Chinese porcelain famille verte cylindrical brushpot, bitong, painted in a continuous scene with one magpie resting on a prunus branch and four others in flight, amongst angular rockwork and branches of plum blossom with sprays of red, green and blue, petal edges and stamens highlighted in gilt, the base with a circular recess and underglaze blue wan-character maker’s mark.
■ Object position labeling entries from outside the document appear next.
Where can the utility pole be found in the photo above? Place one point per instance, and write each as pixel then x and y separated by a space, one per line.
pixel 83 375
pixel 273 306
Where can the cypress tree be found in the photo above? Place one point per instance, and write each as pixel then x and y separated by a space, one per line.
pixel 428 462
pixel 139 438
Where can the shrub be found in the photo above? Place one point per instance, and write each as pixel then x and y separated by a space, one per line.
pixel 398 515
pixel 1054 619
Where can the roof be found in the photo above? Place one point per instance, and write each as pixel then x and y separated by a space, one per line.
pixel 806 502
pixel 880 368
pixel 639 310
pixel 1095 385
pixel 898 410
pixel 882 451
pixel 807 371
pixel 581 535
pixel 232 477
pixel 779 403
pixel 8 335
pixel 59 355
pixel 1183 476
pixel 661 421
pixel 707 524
15.4 cm high, 18.2 cm / 7 1/4 inches diameter.

Kangxi, 1662-1722.

Provenance & Additional Information

  • Sold by Bonham’s London in their auction of The Marsh Collection, Art for the Literati, 3rd November 2022, no. 37.
  • Published and illustrated by S. Marsh in Brushpots: A Collector’s View, Hong Kong, 2020, pp.230-231.
  • Sold by Marchant, London, 13th November 2000.
  • Included by Marchant in their Recent Acquisitions exhibition, 2000, no. 19.
  • Famille verte brushpots of this size and height are extremely rare.
  • Magpies on prunus form the pun “xishang meishao“.  Magpies, 喜鵲, xique, provide a homophone for happiness, 喜, xi, whilst on top, 上, shang, of the plum tree, 梅梢, meishao, which is a pun for the tips of eyebrows, 眉梢, meishao, so forming the rebus “May Your Happiness Reach Up To The Tips of Your Eyebrows”, “喜上眉梢”.
  • The use of gilt is rarely found on famille verte, it was reserved for only the very best pieces.
  • The design appears to be related to woodblock prints of flowers and birds, such as the Shizhuzhai shuhua pu (Ten Bamboo Studio Manual of Calligraphy and Painting), published by Hu Zhengyan (1584-1674) and printed between 1619 and 1633. The increasing availability of illustrated woodblock printed books, including pharmaceutical literature dealing with plants and their medicinal properties helped facilitate their design on porcelain. See for example, a blue and white brushpot, cyclically dated to 1638, with similar design of flowers and birds, and its source from the Ten Bamboo Studio Manual of Calligraphy and Painting, illustrated by T.Canepa and K.Butler, Leaping the Dragon Gate: The Sir Michael Butler Collection of Seventeenth-Century Chinese Porcelain, London, 2021, p.231.
  • A similar brushpot in the Gugong is illustrated in The Complete Collection of the Treasures of the Palace Museum: Porcelains and Contrasting Colours, 2007, p.97, no.89.